My friend Abbie, the ELF in Jakarta, came to visit me in Gorontalo recently. I picked her up at the airport and then we set off on a sightseeing tour of the town. Over the span of three days Abbie got to see a lot of what makes Gorontalo such an original place to visit.
Our first stop was at the Exotic Café where we had lunch by the ocean and watched cows and goats stroll lazily up and down the beach.
Then we went up to the old Portuguese fortress in Limboto that is made from the shells of bird eggs, among other things.
We also passed by Gorontalo’s newest tourist attraction – The T-Shit Store! I seriously don’t know if they just forgot the ‘r’ or if the store is intentionally named that.

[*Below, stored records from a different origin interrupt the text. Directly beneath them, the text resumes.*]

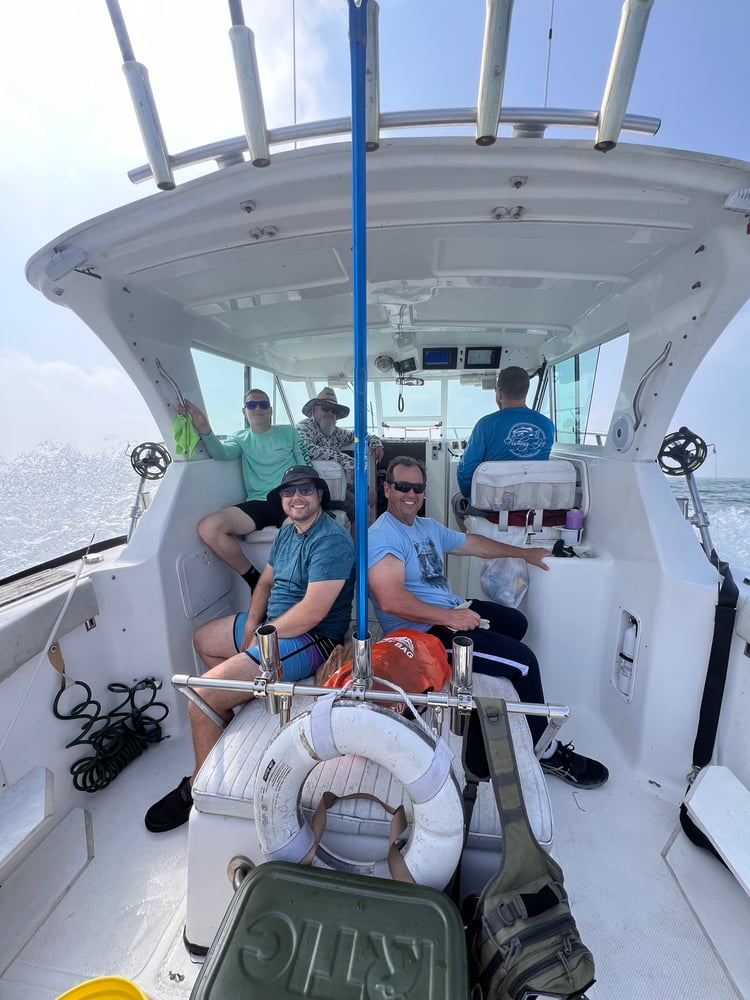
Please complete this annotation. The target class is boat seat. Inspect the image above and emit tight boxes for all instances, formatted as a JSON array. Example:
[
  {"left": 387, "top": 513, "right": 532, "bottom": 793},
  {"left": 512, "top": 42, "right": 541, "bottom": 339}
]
[
  {"left": 185, "top": 673, "right": 553, "bottom": 952},
  {"left": 461, "top": 459, "right": 578, "bottom": 543},
  {"left": 242, "top": 460, "right": 350, "bottom": 571}
]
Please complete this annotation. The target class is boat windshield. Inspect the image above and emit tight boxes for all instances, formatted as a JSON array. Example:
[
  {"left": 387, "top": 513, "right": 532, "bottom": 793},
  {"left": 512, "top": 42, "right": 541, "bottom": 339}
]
[{"left": 191, "top": 333, "right": 627, "bottom": 449}]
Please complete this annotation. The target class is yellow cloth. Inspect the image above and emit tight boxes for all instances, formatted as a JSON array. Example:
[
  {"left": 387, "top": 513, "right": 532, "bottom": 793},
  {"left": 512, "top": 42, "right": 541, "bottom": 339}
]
[{"left": 172, "top": 414, "right": 201, "bottom": 457}]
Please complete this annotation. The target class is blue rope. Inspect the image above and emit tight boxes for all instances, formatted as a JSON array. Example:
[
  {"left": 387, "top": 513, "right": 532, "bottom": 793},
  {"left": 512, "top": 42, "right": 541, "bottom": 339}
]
[{"left": 348, "top": 0, "right": 369, "bottom": 638}]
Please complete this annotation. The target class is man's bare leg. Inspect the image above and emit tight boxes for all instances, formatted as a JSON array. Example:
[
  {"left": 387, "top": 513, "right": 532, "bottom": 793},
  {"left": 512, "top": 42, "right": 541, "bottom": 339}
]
[
  {"left": 194, "top": 615, "right": 239, "bottom": 670},
  {"left": 188, "top": 651, "right": 262, "bottom": 777},
  {"left": 197, "top": 506, "right": 257, "bottom": 575}
]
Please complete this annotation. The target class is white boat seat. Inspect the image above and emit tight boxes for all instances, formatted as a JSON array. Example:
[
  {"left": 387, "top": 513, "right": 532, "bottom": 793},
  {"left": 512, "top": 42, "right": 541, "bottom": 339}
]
[
  {"left": 186, "top": 673, "right": 553, "bottom": 950},
  {"left": 463, "top": 459, "right": 577, "bottom": 540}
]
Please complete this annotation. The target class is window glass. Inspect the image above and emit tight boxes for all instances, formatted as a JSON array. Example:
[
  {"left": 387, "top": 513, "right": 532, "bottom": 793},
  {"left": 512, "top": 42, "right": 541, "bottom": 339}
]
[
  {"left": 446, "top": 381, "right": 496, "bottom": 441},
  {"left": 587, "top": 335, "right": 628, "bottom": 445},
  {"left": 191, "top": 349, "right": 247, "bottom": 437},
  {"left": 544, "top": 333, "right": 628, "bottom": 446}
]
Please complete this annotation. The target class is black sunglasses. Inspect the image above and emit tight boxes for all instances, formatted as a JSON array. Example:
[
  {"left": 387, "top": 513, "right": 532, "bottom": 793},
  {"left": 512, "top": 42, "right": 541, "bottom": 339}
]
[
  {"left": 315, "top": 404, "right": 339, "bottom": 415},
  {"left": 279, "top": 482, "right": 317, "bottom": 497},
  {"left": 244, "top": 399, "right": 270, "bottom": 410},
  {"left": 387, "top": 480, "right": 426, "bottom": 494}
]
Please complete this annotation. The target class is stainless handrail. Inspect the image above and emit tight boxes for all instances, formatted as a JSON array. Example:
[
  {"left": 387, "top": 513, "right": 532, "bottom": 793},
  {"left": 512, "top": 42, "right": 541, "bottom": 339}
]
[{"left": 128, "top": 106, "right": 661, "bottom": 185}]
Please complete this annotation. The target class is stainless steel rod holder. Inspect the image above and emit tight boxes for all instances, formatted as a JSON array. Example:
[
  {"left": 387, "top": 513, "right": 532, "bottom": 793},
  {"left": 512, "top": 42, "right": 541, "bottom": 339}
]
[
  {"left": 450, "top": 635, "right": 474, "bottom": 735},
  {"left": 256, "top": 624, "right": 281, "bottom": 715},
  {"left": 351, "top": 633, "right": 373, "bottom": 692}
]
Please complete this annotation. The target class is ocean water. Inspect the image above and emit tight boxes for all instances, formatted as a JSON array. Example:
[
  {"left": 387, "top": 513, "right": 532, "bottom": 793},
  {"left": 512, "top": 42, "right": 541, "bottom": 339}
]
[
  {"left": 667, "top": 478, "right": 750, "bottom": 571},
  {"left": 1, "top": 443, "right": 749, "bottom": 579},
  {"left": 0, "top": 441, "right": 160, "bottom": 579}
]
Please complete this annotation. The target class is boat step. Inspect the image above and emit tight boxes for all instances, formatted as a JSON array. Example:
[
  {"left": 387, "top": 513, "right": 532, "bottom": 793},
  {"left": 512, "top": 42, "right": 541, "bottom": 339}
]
[
  {"left": 0, "top": 766, "right": 54, "bottom": 882},
  {"left": 685, "top": 764, "right": 750, "bottom": 896},
  {"left": 0, "top": 806, "right": 93, "bottom": 976}
]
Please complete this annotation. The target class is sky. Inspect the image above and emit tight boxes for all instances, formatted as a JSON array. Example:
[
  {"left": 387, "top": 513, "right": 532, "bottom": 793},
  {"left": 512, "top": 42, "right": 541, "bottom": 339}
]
[{"left": 2, "top": 0, "right": 749, "bottom": 475}]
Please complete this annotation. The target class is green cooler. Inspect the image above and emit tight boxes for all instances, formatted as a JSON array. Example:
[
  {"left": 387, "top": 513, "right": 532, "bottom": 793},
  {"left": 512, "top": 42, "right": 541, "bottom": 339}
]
[{"left": 191, "top": 862, "right": 468, "bottom": 999}]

In any event, I also pointed out this store to my students and told them that it should be a lesson to them on the importance of spelling!
Then we went on a road trip and passed through the little village of Pulubalu, which is known for its roadside stands of steaming towers of corn. Back home on Long Island there’s also a lot of fresh corn for sale at roadside vegetable stands, but it’s all raw. I think it’s pure genius to sell already cooked corn – it’s the perfect snack. America could actually learn a thing or two from the Gorontalese here.

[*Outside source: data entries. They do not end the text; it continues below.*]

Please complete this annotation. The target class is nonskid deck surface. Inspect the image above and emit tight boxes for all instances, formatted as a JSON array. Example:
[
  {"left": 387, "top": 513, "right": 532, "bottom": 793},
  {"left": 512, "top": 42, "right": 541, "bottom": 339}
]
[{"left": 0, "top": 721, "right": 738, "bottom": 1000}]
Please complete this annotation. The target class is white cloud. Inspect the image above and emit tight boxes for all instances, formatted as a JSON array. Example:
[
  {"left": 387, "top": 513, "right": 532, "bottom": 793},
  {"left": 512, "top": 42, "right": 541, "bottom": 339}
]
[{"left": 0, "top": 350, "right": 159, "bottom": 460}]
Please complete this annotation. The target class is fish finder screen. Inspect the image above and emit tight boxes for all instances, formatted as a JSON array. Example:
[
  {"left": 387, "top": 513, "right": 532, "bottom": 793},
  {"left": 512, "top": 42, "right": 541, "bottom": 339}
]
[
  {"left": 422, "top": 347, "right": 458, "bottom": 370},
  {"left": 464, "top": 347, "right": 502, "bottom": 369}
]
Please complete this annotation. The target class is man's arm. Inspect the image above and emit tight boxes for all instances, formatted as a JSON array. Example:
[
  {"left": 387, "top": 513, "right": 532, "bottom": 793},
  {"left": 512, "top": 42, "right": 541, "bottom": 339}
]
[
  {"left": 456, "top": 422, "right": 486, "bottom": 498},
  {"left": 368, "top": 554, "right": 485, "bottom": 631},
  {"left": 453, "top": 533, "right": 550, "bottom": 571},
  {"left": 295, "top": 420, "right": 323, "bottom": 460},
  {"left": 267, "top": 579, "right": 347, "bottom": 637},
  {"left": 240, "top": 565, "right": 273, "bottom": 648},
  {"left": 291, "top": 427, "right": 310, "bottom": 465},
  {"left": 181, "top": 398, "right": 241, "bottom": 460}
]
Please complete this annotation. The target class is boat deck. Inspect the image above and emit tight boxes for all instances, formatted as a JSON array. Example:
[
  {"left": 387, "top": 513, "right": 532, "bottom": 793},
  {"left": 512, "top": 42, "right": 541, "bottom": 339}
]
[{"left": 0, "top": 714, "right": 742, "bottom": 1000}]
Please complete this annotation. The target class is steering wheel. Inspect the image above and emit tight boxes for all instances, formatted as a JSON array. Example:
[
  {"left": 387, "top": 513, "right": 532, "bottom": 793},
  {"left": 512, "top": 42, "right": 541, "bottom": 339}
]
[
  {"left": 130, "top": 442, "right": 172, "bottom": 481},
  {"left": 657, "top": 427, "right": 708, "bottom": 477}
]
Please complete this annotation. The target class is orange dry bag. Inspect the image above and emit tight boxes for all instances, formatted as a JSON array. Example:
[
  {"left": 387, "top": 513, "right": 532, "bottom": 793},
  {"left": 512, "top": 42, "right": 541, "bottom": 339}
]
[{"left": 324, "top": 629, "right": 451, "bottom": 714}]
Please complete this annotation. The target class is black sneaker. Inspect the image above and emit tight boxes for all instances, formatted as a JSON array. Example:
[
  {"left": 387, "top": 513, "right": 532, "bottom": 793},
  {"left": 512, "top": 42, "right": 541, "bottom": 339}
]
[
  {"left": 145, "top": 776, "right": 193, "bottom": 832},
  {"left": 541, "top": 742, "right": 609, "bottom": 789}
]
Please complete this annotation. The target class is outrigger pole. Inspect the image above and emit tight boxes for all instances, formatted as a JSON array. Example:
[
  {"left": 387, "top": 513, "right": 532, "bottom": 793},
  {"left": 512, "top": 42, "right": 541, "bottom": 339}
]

We stopped at Bolihutuo Beach for a quick swim and a delicious lunch of ikan bakar and dabu dabu iris. I’m pleased to report that Abbie is now a big fan of fresh grilled fish with Gorontalo’s own tomato/onion/chili salsa. At the rumah makan we happened to meet some members of a Gorontalo motorcycle club called the Gorontalo Tigers. We duly posed for photos with one of the guys and his bike - and then some other guy jumped in the picture too.
Finally we reached our destination – the 100 year old Bajo stilt village called Torosiaje. Life in Torosiaje revolves around the water.

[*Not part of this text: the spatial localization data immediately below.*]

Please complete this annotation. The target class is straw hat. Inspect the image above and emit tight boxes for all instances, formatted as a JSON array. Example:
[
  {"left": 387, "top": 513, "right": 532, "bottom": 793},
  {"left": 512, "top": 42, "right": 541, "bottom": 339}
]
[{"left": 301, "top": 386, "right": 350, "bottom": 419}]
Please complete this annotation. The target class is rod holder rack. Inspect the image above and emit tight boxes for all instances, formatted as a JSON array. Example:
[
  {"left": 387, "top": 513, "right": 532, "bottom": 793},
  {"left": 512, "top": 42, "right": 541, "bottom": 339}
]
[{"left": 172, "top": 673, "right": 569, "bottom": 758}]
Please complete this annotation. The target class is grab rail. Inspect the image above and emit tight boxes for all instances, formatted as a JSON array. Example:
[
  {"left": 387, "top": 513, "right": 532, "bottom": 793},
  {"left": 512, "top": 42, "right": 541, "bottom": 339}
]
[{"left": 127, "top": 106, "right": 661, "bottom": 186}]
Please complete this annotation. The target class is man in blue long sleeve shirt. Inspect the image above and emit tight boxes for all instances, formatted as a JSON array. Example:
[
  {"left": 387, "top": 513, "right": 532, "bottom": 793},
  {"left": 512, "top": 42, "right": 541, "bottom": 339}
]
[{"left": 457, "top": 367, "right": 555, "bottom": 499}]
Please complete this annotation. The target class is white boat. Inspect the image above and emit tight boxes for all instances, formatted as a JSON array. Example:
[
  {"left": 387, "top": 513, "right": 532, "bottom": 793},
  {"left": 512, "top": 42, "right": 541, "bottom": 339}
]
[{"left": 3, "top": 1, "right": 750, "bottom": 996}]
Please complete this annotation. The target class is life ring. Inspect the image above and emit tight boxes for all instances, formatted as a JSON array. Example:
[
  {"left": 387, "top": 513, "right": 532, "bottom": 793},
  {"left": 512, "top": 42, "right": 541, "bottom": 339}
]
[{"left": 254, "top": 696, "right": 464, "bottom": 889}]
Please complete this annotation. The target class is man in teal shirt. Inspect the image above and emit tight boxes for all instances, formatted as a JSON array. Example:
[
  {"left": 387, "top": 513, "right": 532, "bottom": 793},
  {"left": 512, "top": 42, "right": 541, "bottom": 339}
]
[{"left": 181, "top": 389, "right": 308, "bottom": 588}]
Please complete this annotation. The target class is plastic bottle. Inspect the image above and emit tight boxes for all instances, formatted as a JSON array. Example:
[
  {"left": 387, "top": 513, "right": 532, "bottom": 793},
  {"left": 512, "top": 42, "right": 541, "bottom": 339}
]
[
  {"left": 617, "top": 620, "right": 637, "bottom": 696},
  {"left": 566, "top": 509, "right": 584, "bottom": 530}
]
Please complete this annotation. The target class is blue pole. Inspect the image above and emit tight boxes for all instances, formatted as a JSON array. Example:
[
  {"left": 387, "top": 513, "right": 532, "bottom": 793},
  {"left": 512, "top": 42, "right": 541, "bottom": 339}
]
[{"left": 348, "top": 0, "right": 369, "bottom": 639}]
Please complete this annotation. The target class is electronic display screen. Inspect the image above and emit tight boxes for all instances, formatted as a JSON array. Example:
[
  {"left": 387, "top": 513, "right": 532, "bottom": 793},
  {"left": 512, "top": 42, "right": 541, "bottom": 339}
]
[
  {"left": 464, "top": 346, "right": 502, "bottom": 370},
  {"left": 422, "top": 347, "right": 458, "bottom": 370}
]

We met this man who showed us how he repairs nylon fishing nets by hand. The nets seem so fragile! I imagine he spends a lot of his time knotting them back together.
We also met this little girl who was excited to show off her swimming skills. I was particularly intrigued by her traditional goggles fashioned out of wood and glass.
Then we went snorkeling off a tiny island near Torosiaje. We both found some cool stuff to take pictures of underwater. Abbie (who borrowed my modern plastic goggles) really liked the blue starfish and I was thrilled to find some cute blue belly blennies, which are endemic to Tomini Bay.
Gorontalo is definitely one of a kind! I'm glad I could share the experience with Abbie.